Korruptions-Bekämpfung: Verpasste Chance für die Schweiz
Zürich/Lausanne, 12. Mai 2016
Nach dem weltweiten Skandal rund um die Panama Papers fiel die Erklärung, die heute an der Gipfelkonferenz zur Korruptionsbekämpfung verabschiedet wurde, recht ambitioniert aus: Firmen, die in erster Linie verschleiern sollen, wer hinter ihnen steckt, sollen künftig keine Existenzberechtigung mehr haben. Denn zum ersten Mal wurde an einem hochrangig besetzten Gipfel festgehalten, dass es für die Korruptionsbekämpfung entscheidend ist, die wirtschaftlich Berechtigten von Gesellschaften öffentlich zu machen. Die teilnehmenden Staaten taten auch ihren Willen kund, Steuerhinterziehung zu bekämpfen und jene zu bestrafen, die diese erleichtern. Die Gipfel-Erklärung zeigt, dass die bestehenden rechtlichen Mechanismen nicht ausreichen und erweitert werden müssen, wenn die Korruption wirksam bekämpft werden soll.
Die „Panama Papers“ haben einmal mehr die Rolle der Schweiz in der weltweiten Korruption und Steuerhinterziehung aufgezeigt, Trotzdem schob die Schweiz in ihrer Erklärung zum Londoner Gipfel die Verantwortung in erster Linie auf die Länder des Südens ab und betonte, die Schweiz habe ihre Gesetze längst den internationalen Standards angepasst. In Bezug auf die wirtschaftlich Berechtigten von Firmen signalisierte sie zwar Bereitschaft, mit ausländischen Behörden Informationen auszutauschen – aber nur von Fall zu Fall. Zur Forderung nach einem öffentlichen Zugang zu diesen Informationen äusserte sie sich nicht. Die Mitteilung des EDA nennt auch keine konkreten Massnahmen, mit denen gegen die Beihilfe zur Steuerhinterziehung vorgegangen werden soll. Statt bei der internationalen Bekämpfung von Korruption und Steuerhinterziehung voran zu gehen, will die Schweiz offenbar zuwarten, bis sie die internationale Entwicklung zwingt, Massnahmen zu ergreifen.

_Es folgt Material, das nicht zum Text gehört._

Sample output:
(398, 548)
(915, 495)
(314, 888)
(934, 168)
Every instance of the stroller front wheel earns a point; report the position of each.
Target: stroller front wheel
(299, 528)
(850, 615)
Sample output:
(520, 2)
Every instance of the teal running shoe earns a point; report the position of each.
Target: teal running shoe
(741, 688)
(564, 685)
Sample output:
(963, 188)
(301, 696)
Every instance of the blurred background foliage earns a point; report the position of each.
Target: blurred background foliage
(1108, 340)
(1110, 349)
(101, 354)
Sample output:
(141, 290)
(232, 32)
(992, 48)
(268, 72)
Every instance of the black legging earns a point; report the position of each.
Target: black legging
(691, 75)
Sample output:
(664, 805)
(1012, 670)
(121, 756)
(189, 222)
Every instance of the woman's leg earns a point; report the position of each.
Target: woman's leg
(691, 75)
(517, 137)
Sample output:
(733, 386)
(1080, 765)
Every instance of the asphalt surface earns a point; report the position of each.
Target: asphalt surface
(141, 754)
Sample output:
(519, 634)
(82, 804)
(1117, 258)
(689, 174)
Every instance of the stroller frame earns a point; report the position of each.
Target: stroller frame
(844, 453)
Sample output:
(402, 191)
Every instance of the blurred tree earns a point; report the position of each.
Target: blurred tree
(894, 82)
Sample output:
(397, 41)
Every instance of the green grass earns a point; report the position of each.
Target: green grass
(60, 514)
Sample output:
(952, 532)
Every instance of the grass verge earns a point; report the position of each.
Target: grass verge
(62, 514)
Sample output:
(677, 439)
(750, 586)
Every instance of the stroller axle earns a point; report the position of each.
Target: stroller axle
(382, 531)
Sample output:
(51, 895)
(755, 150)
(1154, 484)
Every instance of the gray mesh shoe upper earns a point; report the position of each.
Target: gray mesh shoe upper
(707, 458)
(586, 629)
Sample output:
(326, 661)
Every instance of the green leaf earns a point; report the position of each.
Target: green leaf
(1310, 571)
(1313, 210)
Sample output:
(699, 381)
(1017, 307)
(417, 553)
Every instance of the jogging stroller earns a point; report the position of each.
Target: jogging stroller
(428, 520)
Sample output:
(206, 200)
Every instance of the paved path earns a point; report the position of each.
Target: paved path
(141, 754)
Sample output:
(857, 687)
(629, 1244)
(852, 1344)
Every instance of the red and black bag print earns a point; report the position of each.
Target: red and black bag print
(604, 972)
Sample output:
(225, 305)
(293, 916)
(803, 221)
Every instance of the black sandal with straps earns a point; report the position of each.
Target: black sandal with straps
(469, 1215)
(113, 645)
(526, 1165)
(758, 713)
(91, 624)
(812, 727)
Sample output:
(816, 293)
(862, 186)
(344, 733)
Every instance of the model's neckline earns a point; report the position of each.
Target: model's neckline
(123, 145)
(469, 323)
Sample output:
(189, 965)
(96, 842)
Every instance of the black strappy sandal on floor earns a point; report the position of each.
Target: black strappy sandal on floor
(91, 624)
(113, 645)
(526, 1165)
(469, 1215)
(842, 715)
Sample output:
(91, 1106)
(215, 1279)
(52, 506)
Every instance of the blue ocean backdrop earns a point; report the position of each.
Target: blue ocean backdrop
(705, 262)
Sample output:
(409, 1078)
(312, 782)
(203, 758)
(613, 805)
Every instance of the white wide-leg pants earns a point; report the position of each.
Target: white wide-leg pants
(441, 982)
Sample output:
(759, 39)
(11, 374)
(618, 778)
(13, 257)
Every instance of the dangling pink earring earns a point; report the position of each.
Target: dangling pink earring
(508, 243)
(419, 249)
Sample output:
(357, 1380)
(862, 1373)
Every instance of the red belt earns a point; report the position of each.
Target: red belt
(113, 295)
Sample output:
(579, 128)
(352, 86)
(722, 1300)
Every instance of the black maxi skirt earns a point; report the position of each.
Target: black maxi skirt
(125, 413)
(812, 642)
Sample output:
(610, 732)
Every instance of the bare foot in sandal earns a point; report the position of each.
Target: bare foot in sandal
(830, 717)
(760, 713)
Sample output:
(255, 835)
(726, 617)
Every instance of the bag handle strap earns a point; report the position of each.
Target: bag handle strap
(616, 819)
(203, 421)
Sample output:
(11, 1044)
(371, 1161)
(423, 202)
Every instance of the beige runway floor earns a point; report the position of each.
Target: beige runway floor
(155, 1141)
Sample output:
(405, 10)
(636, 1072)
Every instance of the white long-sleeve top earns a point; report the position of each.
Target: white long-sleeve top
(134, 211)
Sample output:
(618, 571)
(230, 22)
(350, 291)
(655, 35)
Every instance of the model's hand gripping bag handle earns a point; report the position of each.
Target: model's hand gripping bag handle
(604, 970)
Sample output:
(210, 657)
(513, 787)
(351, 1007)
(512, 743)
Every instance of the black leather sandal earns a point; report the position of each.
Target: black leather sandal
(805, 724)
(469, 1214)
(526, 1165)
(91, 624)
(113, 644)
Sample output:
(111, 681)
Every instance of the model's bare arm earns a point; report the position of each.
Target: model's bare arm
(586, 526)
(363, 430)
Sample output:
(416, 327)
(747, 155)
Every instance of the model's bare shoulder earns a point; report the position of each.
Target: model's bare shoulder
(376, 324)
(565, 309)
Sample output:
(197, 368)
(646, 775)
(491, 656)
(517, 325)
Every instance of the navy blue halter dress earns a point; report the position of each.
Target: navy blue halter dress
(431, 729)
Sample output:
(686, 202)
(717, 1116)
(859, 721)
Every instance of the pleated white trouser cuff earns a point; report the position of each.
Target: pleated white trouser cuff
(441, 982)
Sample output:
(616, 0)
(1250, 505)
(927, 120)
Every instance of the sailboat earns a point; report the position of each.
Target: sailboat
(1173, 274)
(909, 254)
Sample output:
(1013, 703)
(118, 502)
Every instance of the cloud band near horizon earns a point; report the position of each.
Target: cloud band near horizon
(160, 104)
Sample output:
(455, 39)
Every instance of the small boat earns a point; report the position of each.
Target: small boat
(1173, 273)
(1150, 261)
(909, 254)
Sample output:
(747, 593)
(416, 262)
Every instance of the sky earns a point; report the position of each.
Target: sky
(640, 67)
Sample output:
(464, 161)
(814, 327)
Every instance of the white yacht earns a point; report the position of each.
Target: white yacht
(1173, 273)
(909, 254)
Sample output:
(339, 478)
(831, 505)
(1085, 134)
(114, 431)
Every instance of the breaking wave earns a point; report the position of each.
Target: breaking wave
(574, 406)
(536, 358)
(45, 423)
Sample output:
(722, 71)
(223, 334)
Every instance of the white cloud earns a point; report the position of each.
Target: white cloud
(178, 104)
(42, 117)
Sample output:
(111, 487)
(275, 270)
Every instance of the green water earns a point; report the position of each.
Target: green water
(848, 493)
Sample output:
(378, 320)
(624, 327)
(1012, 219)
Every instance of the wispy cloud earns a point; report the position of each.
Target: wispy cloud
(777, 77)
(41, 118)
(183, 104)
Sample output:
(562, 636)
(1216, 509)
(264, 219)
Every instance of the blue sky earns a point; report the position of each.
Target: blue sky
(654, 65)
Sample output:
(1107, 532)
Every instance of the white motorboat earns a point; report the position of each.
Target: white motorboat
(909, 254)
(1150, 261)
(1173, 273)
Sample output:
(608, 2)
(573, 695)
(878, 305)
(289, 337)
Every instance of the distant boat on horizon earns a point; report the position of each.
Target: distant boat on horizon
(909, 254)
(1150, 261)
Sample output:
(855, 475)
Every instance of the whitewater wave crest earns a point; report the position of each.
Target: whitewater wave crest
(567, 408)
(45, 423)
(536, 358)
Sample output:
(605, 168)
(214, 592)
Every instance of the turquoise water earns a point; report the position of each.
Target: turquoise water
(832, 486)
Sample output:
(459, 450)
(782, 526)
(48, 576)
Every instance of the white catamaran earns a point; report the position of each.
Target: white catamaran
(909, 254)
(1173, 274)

In einem Punkt jedoch geht die Schweiz über die gemeinsame Gipfel-Erklärung hinaus: Sie will zusammen mit Grossbritannien nach Wegen für mehr Transparenz bei Zahlungen von Rohstoffhändlern an Regierungen suchen. Sollte ein solcher Standard eingeführt werden, müssten auch Schweizer Rohstoffhändler künftig öffentlich machen, welche Zahlungen sie für den Kauf von Öl oder Erzen an Regierungen rohstoffreicher Länder leisten. Diese Summen sind enorm: Gemäss einer Studie von Swissaid, NRGI und der EvB aus dem Jahr 2014 haben Schweizer Händler zwischen 2011 und 2013 Zahlungen an die Regierungen der zehn wichtigsten ölproduzierenden Länder in Subsahara-Afrika geleistet, die 12% der Staatseinnahmen und dem Doppelten der Entwicklungshilfegelder für diese Länder entsprechen. Die Möglichkeit, mehr Transparenz im Rohstoffhandel zu schaffen, böte sich bei der Revision des Aktienrechts, die Ende Jahr ans Parlament gehen wird.